Most of the damage complaints came from Northeast Arkansas especially in Mississippi County, which is dominated by soybean and cotton fields.
After the Plant Board initially declared an emergency ban on all use of dicamba in June, 2017, the board later amended its ruling to institute an April 15 in-crop cutoff date. In February of this year, the board voted to extend that date well into May, along with introducing several other conditions.
A one-mile buffer is required around university research stations and certified organic crops and specialty crop producers with 1,000 plants or $25,000 in annual sales. A ban on tank-mixing dicamba and glyphosate; half-mile buffer around non-dicamba-tolerant soybeans, and training and certification requirements for dicamba applicators.
Dicamba has been banned in several states. Dicamba has been used as a herbicide for more than 50 years to manage 200 broad leaf weeds. It is a Weed Science Society of America Group 4 synthetic auxin — a plant hormone that causes plants to exhibit uncontrolled growth, according to the University of Arkansas. It is more volatile in warmer climates.

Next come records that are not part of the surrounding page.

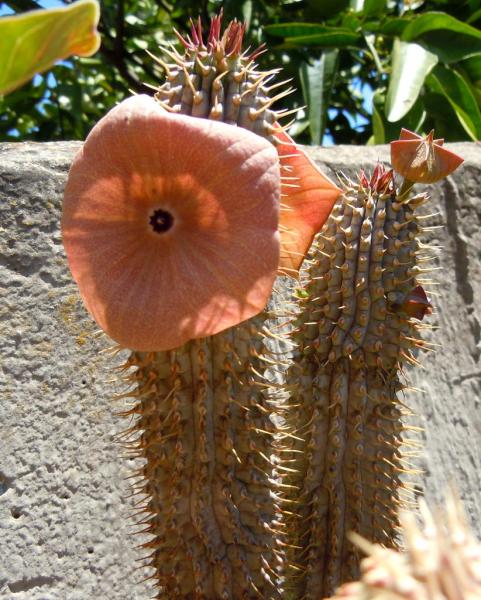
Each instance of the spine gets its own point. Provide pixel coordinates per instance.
(203, 425)
(354, 336)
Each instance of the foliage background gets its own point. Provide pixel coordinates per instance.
(362, 68)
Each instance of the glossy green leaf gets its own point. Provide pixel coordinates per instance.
(316, 10)
(333, 37)
(374, 7)
(317, 80)
(294, 29)
(458, 93)
(442, 118)
(385, 131)
(451, 40)
(411, 64)
(306, 34)
(472, 67)
(32, 42)
(378, 129)
(394, 27)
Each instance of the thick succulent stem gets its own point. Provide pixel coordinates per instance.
(206, 436)
(353, 335)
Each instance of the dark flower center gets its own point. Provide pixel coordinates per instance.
(161, 221)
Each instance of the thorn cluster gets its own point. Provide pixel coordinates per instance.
(215, 79)
(355, 331)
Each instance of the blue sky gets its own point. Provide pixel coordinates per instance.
(354, 122)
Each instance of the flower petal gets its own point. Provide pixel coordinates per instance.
(305, 208)
(170, 225)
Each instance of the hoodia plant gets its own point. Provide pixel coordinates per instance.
(180, 211)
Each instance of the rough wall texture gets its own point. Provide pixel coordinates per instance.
(64, 511)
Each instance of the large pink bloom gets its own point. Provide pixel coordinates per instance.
(170, 225)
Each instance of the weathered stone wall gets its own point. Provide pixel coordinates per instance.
(64, 516)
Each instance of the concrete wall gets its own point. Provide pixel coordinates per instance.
(64, 516)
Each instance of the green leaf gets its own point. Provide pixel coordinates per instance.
(411, 64)
(385, 131)
(317, 80)
(305, 34)
(450, 39)
(394, 27)
(452, 85)
(374, 8)
(294, 29)
(379, 132)
(32, 42)
(318, 11)
(334, 37)
(443, 119)
(472, 66)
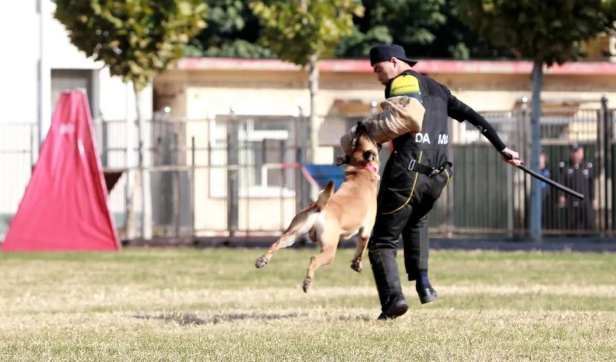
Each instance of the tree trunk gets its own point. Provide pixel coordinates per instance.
(146, 201)
(535, 120)
(313, 80)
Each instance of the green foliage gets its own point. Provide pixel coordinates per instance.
(233, 31)
(295, 30)
(548, 31)
(425, 28)
(135, 38)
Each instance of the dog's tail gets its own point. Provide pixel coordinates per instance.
(324, 196)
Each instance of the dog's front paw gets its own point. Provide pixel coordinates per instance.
(261, 262)
(307, 284)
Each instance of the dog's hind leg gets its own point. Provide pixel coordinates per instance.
(362, 242)
(300, 225)
(328, 252)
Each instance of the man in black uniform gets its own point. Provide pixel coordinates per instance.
(414, 177)
(579, 176)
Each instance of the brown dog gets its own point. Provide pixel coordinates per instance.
(350, 210)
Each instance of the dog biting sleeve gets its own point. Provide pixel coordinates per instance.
(400, 115)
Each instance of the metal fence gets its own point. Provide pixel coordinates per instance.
(242, 175)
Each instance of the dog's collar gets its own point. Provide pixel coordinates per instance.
(370, 167)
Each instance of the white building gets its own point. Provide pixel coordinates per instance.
(37, 64)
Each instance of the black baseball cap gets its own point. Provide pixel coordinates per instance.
(575, 147)
(384, 52)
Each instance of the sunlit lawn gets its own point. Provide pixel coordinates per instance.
(213, 305)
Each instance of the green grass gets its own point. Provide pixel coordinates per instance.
(213, 305)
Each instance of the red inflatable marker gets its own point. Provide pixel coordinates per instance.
(65, 206)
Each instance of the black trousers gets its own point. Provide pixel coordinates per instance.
(403, 206)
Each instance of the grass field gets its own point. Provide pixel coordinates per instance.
(213, 305)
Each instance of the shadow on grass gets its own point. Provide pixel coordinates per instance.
(185, 319)
(192, 319)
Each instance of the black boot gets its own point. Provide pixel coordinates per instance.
(387, 281)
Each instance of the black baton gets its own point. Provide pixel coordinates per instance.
(547, 180)
(551, 182)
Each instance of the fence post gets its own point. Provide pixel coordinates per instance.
(232, 187)
(607, 144)
(192, 186)
(282, 182)
(177, 191)
(247, 172)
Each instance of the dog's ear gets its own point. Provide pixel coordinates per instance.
(341, 160)
(370, 155)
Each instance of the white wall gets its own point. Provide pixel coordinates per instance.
(20, 52)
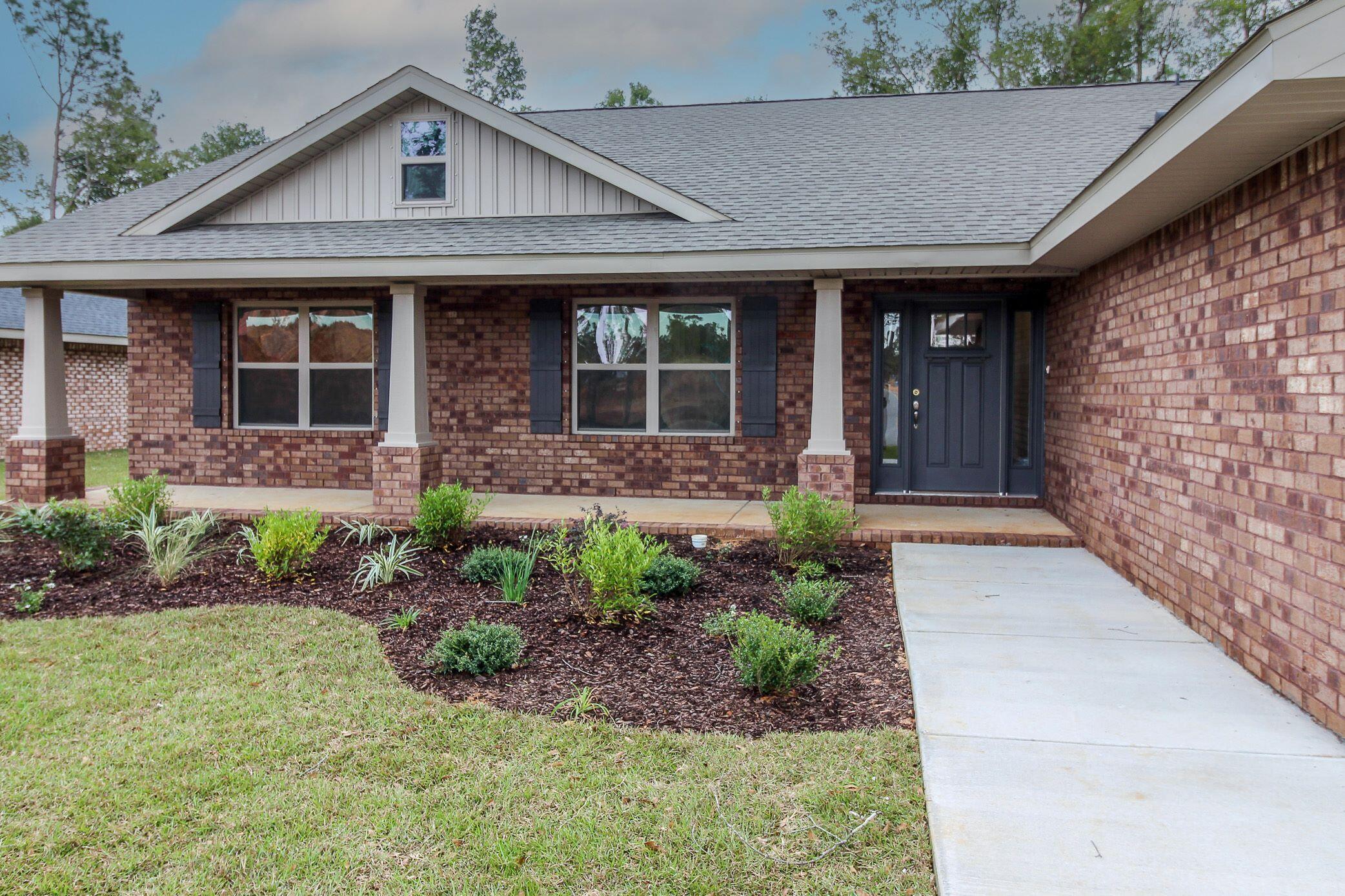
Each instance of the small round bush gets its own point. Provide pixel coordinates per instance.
(445, 512)
(486, 566)
(478, 649)
(811, 599)
(132, 499)
(775, 657)
(670, 577)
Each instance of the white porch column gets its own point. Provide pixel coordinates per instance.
(827, 434)
(408, 399)
(45, 414)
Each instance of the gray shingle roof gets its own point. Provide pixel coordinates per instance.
(79, 314)
(980, 167)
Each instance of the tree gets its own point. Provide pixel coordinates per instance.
(977, 41)
(225, 140)
(641, 95)
(14, 166)
(990, 43)
(86, 57)
(115, 148)
(494, 68)
(1226, 25)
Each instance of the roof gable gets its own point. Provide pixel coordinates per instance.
(374, 105)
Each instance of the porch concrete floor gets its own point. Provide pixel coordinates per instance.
(1077, 738)
(674, 512)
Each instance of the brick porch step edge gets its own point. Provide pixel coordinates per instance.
(873, 538)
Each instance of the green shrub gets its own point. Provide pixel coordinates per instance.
(33, 520)
(83, 535)
(810, 570)
(283, 543)
(775, 657)
(382, 566)
(807, 526)
(670, 577)
(603, 566)
(811, 599)
(614, 562)
(170, 548)
(30, 598)
(131, 500)
(722, 624)
(478, 649)
(445, 513)
(486, 566)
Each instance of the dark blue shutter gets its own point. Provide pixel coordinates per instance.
(383, 363)
(205, 364)
(548, 343)
(759, 323)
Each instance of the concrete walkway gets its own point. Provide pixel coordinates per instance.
(1077, 738)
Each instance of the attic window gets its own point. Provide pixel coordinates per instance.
(424, 161)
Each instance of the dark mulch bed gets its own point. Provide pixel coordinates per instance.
(662, 673)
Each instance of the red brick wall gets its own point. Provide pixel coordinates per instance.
(96, 393)
(1196, 421)
(478, 346)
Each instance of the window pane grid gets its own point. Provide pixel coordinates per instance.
(423, 161)
(692, 395)
(264, 399)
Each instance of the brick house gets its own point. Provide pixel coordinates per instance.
(1122, 303)
(94, 336)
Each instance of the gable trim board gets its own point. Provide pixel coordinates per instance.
(382, 99)
(490, 175)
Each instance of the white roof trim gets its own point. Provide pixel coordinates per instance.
(388, 89)
(84, 339)
(536, 265)
(1304, 46)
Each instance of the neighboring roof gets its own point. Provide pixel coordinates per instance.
(922, 170)
(81, 315)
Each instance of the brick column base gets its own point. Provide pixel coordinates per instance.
(401, 475)
(41, 469)
(829, 475)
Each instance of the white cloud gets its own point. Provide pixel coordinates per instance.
(281, 62)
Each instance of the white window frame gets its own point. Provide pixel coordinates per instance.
(303, 366)
(651, 366)
(447, 117)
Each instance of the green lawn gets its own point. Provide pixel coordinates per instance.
(248, 750)
(101, 468)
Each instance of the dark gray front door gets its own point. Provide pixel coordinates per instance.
(954, 398)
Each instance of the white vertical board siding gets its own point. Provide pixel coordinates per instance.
(491, 175)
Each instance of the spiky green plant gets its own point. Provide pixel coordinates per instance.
(170, 548)
(382, 566)
(403, 620)
(580, 706)
(362, 531)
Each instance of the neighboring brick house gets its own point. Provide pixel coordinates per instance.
(96, 366)
(1122, 303)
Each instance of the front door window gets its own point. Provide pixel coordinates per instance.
(889, 359)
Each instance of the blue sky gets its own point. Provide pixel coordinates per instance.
(281, 62)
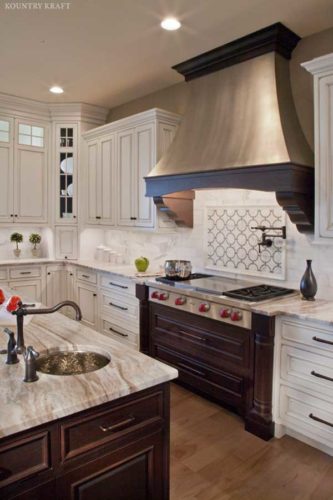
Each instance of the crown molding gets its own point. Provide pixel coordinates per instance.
(320, 64)
(29, 108)
(135, 120)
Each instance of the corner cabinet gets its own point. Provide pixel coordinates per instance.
(322, 69)
(24, 171)
(118, 157)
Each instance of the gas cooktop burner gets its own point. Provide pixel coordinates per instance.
(258, 292)
(174, 279)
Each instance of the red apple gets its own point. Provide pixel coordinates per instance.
(13, 303)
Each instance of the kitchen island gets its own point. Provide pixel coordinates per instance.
(84, 436)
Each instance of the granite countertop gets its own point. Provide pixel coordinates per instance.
(26, 405)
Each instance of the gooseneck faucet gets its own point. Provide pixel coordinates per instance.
(22, 311)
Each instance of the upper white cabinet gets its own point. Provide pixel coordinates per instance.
(118, 157)
(24, 171)
(322, 69)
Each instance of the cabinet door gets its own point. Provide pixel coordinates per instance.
(135, 472)
(29, 289)
(87, 300)
(93, 196)
(66, 242)
(30, 174)
(127, 178)
(55, 285)
(146, 154)
(106, 181)
(6, 170)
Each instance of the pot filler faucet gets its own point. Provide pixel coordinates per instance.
(22, 311)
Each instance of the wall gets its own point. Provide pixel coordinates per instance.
(190, 243)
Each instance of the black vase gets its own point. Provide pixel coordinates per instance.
(308, 285)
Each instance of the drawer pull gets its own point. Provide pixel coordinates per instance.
(119, 286)
(118, 307)
(115, 427)
(315, 374)
(118, 333)
(317, 339)
(317, 419)
(190, 369)
(194, 337)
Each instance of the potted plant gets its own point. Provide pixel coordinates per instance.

Scientists theorized dicamba was drifting into adjacent crop fields, gardens and other places. Misapplications, weather conditions, or some other unknown factors may have caused the alleged drift. Tests proved the new formulations were less volatile than older ones, but there was still volatility, and it could last up to 36 hours after it was sprayed. Dicamba can attach to dust particles, meaning it can travel much further from target sites than previously thought.
Arkansas producers were expecting to grow more than 3 million acres of soybeans and about 580,000 acres of cotton in 2019, according to the National Agricultural Statistics Service (NASS).